Four Russian warships were spotted sailing through a narrow strait in northeastern Japan Wednesday, and photos of the ship show it is transporting combat vehicles and personnel, possibly heading to the conflict in Ukraine, the Japanese Defense Ministry said, as reported by Kyoto News today.
Four Russian military supply craft passed through the 25-mile-wide Tsugaru Strait between Japan’s main island of Honshu and its northernmost main island of Hokkaido the news service said. The strait is a key passage between the Sea of Japan and the Pacific Ocean. Under the United Nations Convention on the Law of the Sea, warships are permitted passage through territorial waters under certain conditions.

The genesis of the transport convoy would be coastal city of Vladivostok, the largest Russian port on the Pacific Ocean, and the economic heartbeat of Russia’s Far East.
“Japanese Maritime Self-Defense Force first spotted two Russian tank landing ships about 70 kilometers east-northeast of Shiriyazaki, Aomori Prefecture, at around 8 p.m. Tuesday, and two others about 220 km east-northeast of Shiriyazaki, at around 7 a.m. Wednesday,” the news agency said. The Japanese Maritime Self-Defense Force is the Japanese Navy.

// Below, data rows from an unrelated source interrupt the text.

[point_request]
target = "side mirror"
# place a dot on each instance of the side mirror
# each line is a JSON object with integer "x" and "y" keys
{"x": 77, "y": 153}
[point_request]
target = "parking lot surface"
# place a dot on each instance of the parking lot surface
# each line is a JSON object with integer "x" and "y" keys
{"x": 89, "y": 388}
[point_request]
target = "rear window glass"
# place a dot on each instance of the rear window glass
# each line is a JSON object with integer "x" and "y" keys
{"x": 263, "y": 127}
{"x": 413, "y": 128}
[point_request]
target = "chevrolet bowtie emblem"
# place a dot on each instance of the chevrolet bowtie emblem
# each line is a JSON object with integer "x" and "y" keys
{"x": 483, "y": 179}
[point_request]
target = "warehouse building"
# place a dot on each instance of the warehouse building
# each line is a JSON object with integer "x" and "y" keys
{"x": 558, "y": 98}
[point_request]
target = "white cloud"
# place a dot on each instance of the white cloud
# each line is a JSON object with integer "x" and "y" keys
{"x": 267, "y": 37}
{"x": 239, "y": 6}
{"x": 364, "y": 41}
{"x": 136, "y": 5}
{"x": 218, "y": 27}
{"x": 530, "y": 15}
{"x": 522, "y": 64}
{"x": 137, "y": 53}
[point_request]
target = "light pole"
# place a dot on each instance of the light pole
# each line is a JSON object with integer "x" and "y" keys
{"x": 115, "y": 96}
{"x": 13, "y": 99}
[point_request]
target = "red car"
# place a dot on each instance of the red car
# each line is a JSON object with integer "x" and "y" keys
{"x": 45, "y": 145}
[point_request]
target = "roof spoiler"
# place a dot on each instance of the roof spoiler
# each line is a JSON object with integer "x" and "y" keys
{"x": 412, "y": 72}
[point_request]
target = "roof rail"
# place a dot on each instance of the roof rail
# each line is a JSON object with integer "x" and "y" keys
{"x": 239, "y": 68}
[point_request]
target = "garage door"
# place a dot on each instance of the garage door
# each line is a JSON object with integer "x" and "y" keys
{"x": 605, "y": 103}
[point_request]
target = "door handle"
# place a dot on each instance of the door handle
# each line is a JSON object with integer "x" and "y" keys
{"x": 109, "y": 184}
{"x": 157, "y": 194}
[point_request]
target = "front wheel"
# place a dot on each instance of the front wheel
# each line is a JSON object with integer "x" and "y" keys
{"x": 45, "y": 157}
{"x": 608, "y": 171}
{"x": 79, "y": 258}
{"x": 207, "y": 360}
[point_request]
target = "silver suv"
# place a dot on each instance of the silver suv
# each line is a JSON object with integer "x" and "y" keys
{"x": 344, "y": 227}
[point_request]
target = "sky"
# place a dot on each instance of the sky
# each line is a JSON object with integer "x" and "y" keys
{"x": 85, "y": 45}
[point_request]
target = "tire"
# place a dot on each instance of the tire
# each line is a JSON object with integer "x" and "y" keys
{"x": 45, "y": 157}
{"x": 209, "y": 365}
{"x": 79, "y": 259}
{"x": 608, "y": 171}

A sign of the war’s widening global involvement was seen on Wednesday when A C-17 transport jet flew from the United States to Yokota Air Base near Tokyo to pick up a shipment of helmets and other nonlethal military gear donated by Japan to Ukraine. It was the first time an American aircraft has transported military gear from Japan to another country, as reported by Japan Times.
Japan renounced the right to take part in war after surrendering to the United States in World War II. It has strict guidelines that ban it from exporting weapons to conflict zones.